Ekonom Institute for Development of Economics and Finance (
Indef) Bhima Yudhistira Adhinegara mengatakan tekanan akibat Covid-19 selama
2020 akan membuat ekonomi Indonesia sulit tumbuh di atas 5 persen. Hingga 2021,
Bhima melihat, ekonomi masih alami resesi yang cukup dalam.
"Kurva pemulihan sulit berbentuk V shaped, atau
pertumbuhan akan pulih dalam waktu singkat. Paling realistis kurva pemulihan
akan berbentuk huruf U atau L, artinya butuh waktu setidaknya 3-5 tahun untuk
recovery," kata Bhima kepada Republika.co.id, Ahad (19/7).
Bhima mengatakan, serapan tenaga kerja cukup besar di sektor
manufaktur belum menunjukkan tanda-tanda adanya rebound dengan PMI masih
dibawah angka 50. Ini akan berdampak pada gelombang PHK massal jilid 2 pada
akhir 2020. Lonjakan kemiskinan akan meningkat tajam jika jika hal ini tidak
segera diantisipasi.
Menurut Bhima, pemerintah harus segera menyelamatkan daya
beli masyarakat. Di semua level pelaksana teknis, pemerintah harus memastikan
bantuan sosial setidaknya cair 80-90 persen pada kuartal III tahun ini.

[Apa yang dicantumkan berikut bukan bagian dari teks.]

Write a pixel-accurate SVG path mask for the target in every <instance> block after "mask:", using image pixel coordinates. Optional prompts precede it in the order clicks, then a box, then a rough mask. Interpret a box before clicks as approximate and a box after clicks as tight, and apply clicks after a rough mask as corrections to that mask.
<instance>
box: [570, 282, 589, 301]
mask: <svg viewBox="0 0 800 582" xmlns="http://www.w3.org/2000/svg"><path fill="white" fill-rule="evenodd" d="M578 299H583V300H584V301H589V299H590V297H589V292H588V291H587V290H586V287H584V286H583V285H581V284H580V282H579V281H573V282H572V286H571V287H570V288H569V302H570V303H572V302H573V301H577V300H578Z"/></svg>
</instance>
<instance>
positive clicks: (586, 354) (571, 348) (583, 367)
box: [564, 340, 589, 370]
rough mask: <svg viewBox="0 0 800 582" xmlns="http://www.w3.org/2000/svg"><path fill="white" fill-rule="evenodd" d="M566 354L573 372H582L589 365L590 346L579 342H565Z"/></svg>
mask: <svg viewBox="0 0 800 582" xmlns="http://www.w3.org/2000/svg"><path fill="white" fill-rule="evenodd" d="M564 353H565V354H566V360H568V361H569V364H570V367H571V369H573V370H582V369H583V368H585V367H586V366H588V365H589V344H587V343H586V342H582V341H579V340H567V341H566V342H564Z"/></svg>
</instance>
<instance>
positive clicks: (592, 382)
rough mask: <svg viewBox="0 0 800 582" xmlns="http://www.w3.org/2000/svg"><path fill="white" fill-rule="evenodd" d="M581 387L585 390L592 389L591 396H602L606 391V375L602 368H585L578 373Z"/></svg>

"Seluruh upaya untuk menjaga daya beli lain seperti
penurunan harga BBM, penurunan tarif dasar listrik, dan penurunan iuran BPJS
Kesehatan disemua kelas juga mendesak untuk segera dilakukan," tutur
Bhima.
Pemerintah juga harus mempersiapkan UMKM sebagai buffer
apabila sektor manufaktur melakukan gelombang PHK berikutnya. Dalam setiap
krisis baik 1998 dan 2008, recovery ekonomi selalu dimulai dari UMKM.
Di Indonesia, terdapat 60 juta unit UMKM yang jumlah stimulusnya
harus ditambah. Adapun bebrapa subsidi yang bisa diberikan yaitu berupa subsidi
internet untuk UMKM, subsidi APD protokol kesehatan, hingga pemberian modal
kerja.
Terakhir, pemerintah bisa menggerakkan ekonomi melalui
ekonomi digital. Selama masa pandemi masih berlangsung, masyarakat mengandalkan
belanja online. Ini pun bisa menjadi tumpuan hidup kelas menengah rentan miskin
yang jumlahnya 115 juta orang.
"Di Malaysia bahkan ada subsidi belanja online dari
pemerintahnya. Harusnya kita bisa misalnya lewat diskon ongkos kirim lewat PT
Pos. Tinggal suntik PMN selesai," tutup Bhima.